A visit to the Hamburger Bahnhof was incorporated into the course on Human-Animal Relations in Historical Perspective, as part of an ongoing discussion of the capacity to feel pain and to suffer as criteria for the ethical consideration of animals. The exhibition, simply entitled Schmerz runs from April to August, 2007.
On display was an unsettling mix of art, artefacts relating to the history of science and medicine, and personal accounts relating to the subjectivity of pain. The eclecticism was made coherent by the consistency with which questions were asked of the viewer, thinking through the various pieces on display: What is the meaning of pain? How can it be measured? How does it relate to pleasure? How do we experience and express pain, both directly (physical and mental pain), and indirectly (through compassion, pity, etc.)?
Foremost in our minds was Jeremy Bentham, who notoriously stated that ethical consideration depended not on one’s capacity to reason or to speak, but on the capacity to suffer (An Introduction to the Principles of Morals and Legislation, 1789). Philosophers have tended to see this as the widening of philosophy’s scope to include non-human animals, though the implications of this Benthamite footnote are controversial. Alongside Bentham, the philosophical model of Richard Ryder – Painism (2001) – was a major topic of conversation. Pain, according to Ryder, is the chief ethical concern. The reduction of the suffering of the individual in most pain, be s/he human or animal, serves as Ryder’s raison d’être. Several pieces in the exhibition were ideal stimuli for discussion.

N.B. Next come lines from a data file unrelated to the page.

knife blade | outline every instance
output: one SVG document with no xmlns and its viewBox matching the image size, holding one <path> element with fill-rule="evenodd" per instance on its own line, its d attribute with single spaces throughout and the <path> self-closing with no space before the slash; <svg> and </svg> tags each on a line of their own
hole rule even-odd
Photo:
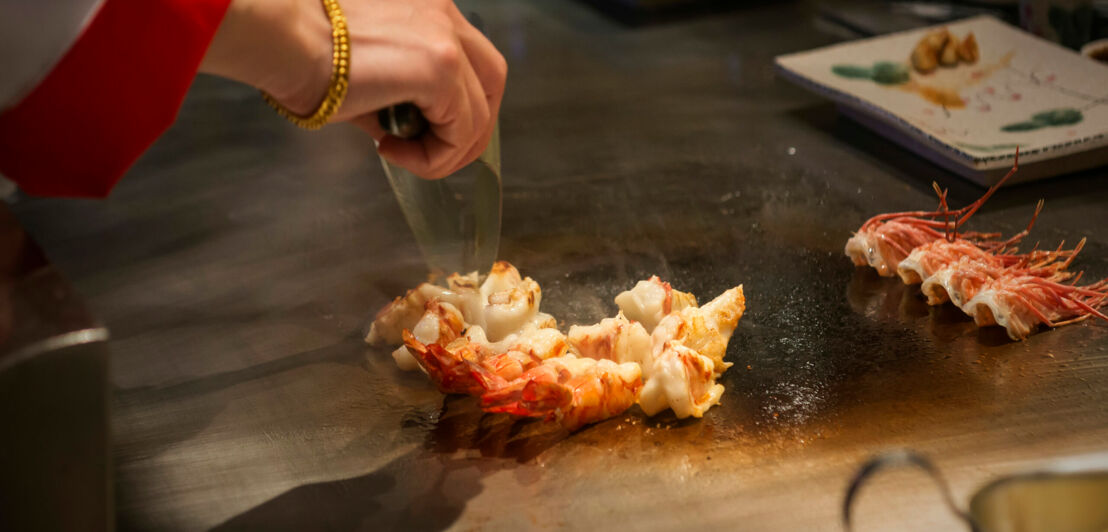
<svg viewBox="0 0 1108 532">
<path fill-rule="evenodd" d="M 378 121 L 401 139 L 416 139 L 428 129 L 411 103 L 381 110 Z M 441 180 L 424 180 L 379 158 L 432 276 L 484 273 L 492 267 L 503 208 L 499 124 L 476 161 Z"/>
</svg>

Günter Biedermann’s Narkose (1964), an educational film for medical students on the virtues of anaesthesia, interweaved footage of a human patient and a dog on the operating table, with all the painful, un-anaesthetised actions being carried out on the dog. This is a clear example of the historicity of sensibility. While contemporary viewers flinch at the pinching of the dogs paws, the film was presumably designed this way so as not to offend.
In the next room, Berlinde de Bruyckere’s Speechless Grey Horse (2004) – a mutilated and decapitated horse carcass, with the hide roughly stitched back on – raised questions of suffering and the significance of being unable verbally to protest. The giant carcass is shocking to the eye: the obvious power of the animal rendered inert and butchered, sprawled on the cold gallery floor. It is not art for all tastes, but that is surely the point.

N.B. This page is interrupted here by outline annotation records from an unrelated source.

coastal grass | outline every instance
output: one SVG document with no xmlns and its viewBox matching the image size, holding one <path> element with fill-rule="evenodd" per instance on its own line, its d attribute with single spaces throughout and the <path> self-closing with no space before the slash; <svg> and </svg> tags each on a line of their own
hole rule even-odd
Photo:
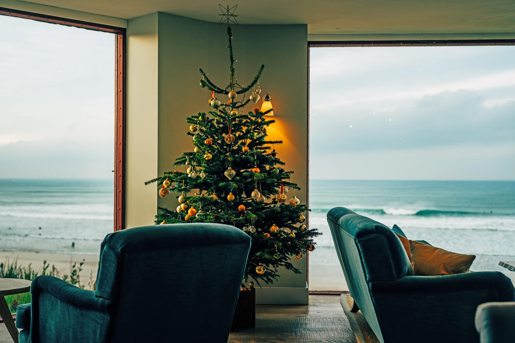
<svg viewBox="0 0 515 343">
<path fill-rule="evenodd" d="M 43 261 L 43 268 L 41 275 L 48 275 L 59 278 L 72 285 L 79 287 L 82 289 L 85 288 L 85 285 L 81 283 L 80 272 L 82 270 L 82 265 L 84 260 L 82 262 L 73 262 L 71 264 L 70 274 L 60 275 L 55 265 L 50 264 L 46 261 Z M 18 264 L 18 259 L 16 258 L 11 262 L 8 258 L 5 262 L 0 263 L 0 278 L 8 278 L 10 279 L 25 279 L 32 281 L 38 276 L 38 271 L 32 268 L 32 263 L 29 263 L 28 266 L 24 267 Z M 93 271 L 90 275 L 90 281 L 88 282 L 89 290 L 92 290 L 95 288 L 95 281 L 93 280 Z M 11 313 L 16 313 L 16 308 L 18 305 L 28 303 L 31 302 L 30 293 L 22 293 L 13 294 L 5 297 L 7 305 L 11 310 Z"/>
</svg>

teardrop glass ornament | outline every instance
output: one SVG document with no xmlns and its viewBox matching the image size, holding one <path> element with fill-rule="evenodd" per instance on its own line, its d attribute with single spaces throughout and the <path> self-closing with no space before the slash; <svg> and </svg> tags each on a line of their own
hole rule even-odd
<svg viewBox="0 0 515 343">
<path fill-rule="evenodd" d="M 234 175 L 236 175 L 236 172 L 232 169 L 230 167 L 227 169 L 227 170 L 226 170 L 224 172 L 224 175 L 225 175 L 229 180 L 231 180 L 232 179 L 232 178 L 234 177 Z"/>
</svg>

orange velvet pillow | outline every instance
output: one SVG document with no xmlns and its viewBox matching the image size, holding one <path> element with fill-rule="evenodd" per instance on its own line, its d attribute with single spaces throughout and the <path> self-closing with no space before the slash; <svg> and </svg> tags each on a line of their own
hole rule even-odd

Finally, Francis Bacon’s Crucifixion (1965) triptych makes a powerful point by confusing the grotesque scenes of the abattoir with the death of Christ, reducing these disparate worlds to the common theme of suffering. The uncertainness of the form here – is it human? is it animal? – though modern, immediately re-invokes Bentham’s tracing of the ‘insuperable line’ between humans and animals.
A major question remains: how to make sense of the pleasure taken from indulging in all this pain.